Теперь я Элита. Теперь я могу рассказать обо всём обществу «Кинжала». Энцо доверился мне, признавшись, что их с Тереном связывает что-то с самого детства. Если я кому и должна рассказать о словах Терена, так это — ему. Сама не осознавая того, я иду к двери. Выхожу из спальни и направляюсь обратно в грот. У меня никогда не будет лучшей возможности, чем эта.

Небеса уже совсем почернели, свечи на стенах зажжены, и по крышам размеренно стучит дождь. Я иду по ведущим в грот коридорам, и до меня доносятся разговоры и смех. Все еще там, и, судя по всему, вино льется рекой. Мои руки дрожат.

Дойдя до грота, я останавливаюсь за последней колонной. Отсюда виден весь зал. Краем глаза замечаю темно-красные волосы Энцо. Мое сердце гулко бьется в груди. «Теперь я одна из них. Они — мои друзья и союзники. Они заслуживают знать правду».

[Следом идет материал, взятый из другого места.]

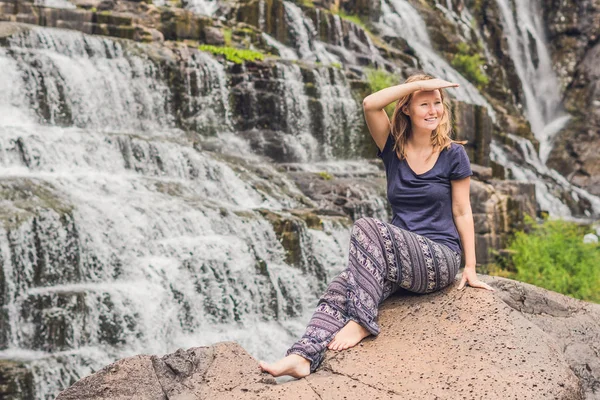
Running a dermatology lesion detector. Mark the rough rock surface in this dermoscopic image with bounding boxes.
[58,276,600,400]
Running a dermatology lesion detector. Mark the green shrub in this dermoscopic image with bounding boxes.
[334,10,370,32]
[198,44,265,64]
[223,28,232,47]
[364,68,399,117]
[452,43,489,89]
[508,218,600,303]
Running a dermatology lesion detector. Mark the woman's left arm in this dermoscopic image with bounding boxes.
[450,176,494,291]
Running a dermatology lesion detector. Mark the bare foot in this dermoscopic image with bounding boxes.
[259,354,310,378]
[327,321,370,350]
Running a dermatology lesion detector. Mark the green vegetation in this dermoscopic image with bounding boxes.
[364,68,399,118]
[198,44,265,64]
[502,218,600,303]
[334,10,370,32]
[452,43,489,89]
[223,28,231,47]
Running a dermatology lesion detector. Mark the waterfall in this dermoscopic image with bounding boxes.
[277,63,319,162]
[283,1,341,64]
[261,32,298,60]
[9,28,172,131]
[497,0,570,164]
[0,28,387,399]
[378,0,496,120]
[314,67,362,159]
[490,134,600,218]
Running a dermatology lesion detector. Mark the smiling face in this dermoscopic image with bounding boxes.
[402,90,444,132]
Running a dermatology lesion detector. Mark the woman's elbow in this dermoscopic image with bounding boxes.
[452,204,472,218]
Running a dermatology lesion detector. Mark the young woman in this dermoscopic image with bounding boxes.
[260,74,494,378]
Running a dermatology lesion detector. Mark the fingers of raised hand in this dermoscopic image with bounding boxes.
[420,79,460,90]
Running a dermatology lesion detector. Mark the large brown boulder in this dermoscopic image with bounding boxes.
[58,276,600,400]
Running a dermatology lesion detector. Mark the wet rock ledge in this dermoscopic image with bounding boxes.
[58,276,600,400]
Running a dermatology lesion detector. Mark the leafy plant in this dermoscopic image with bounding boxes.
[334,10,370,32]
[500,218,600,303]
[223,28,232,47]
[198,44,265,64]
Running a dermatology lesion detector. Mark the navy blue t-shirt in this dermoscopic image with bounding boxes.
[377,134,473,253]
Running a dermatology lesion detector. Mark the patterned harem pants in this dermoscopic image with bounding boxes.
[287,218,461,372]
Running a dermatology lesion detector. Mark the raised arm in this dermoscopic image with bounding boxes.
[363,81,421,150]
[363,79,458,150]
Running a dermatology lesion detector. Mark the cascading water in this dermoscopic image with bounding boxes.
[283,1,341,64]
[490,134,600,218]
[497,0,570,164]
[378,0,495,119]
[0,28,386,399]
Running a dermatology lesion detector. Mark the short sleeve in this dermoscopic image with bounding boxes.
[450,143,473,180]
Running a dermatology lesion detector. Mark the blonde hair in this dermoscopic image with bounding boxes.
[392,73,467,160]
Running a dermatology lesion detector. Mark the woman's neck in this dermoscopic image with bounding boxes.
[406,131,432,150]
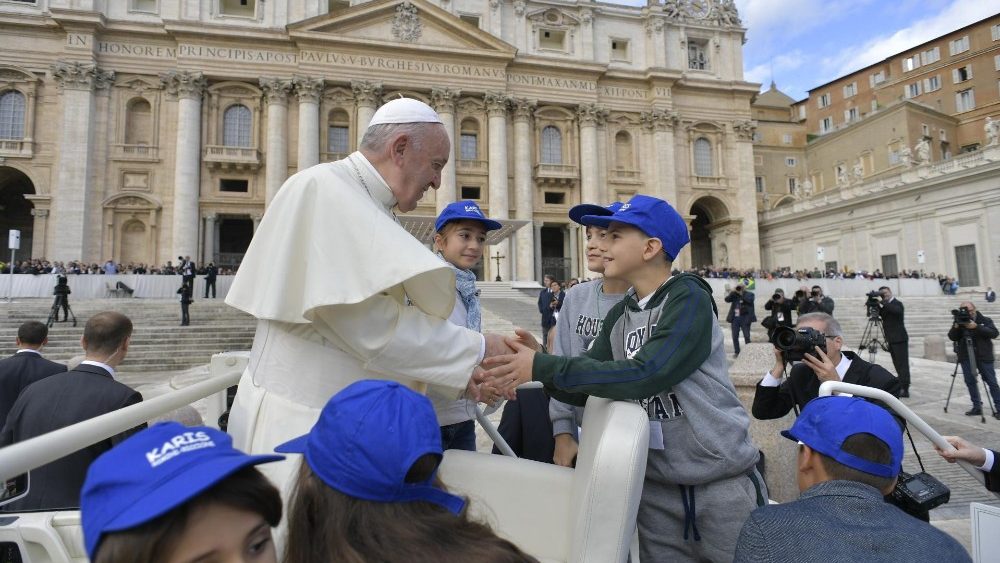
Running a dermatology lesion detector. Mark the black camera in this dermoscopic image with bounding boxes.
[771,326,826,362]
[951,307,972,325]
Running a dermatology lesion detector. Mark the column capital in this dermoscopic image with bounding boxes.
[292,76,323,104]
[483,92,510,117]
[257,76,293,105]
[160,70,208,100]
[576,104,611,127]
[510,98,538,121]
[351,80,382,108]
[50,61,115,91]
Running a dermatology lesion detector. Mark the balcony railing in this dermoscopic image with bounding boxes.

Уже начав выходить из-за колонны, я застываю.

Данте отводит Энцо в сторону. Они обмениваются несколькими словами, а потом Данте кивает на коридор. Они идут в моем направлении, чтобы уединиться и побеседовать наедине. Я напрягаюсь. Они увидят меня тут. Не знаю почему — из страха, любопытства или подозрений, — я отступаю в тень и накрываю себя покровом невидимости. Сплетаю поверх себя иллюзию пустого коридора, полностью сливаясь с тенями у стены и колонны. После чего задерживаю дыхание.

О чем они говорят?

Рядом без предупреждения появляется призрак отца, его раздробленная грудь вздымается, рот изогнут в неприятной ухмылке. Он кладет скелетообразную руку на мое плечо и указывает на приближающихся Энцо и Данте. «Видишь это?» — шепчет он в мое ухо, отчего внутри меня всё леденеет. — «Давай послушаем, чем враги ответят на твою любовь».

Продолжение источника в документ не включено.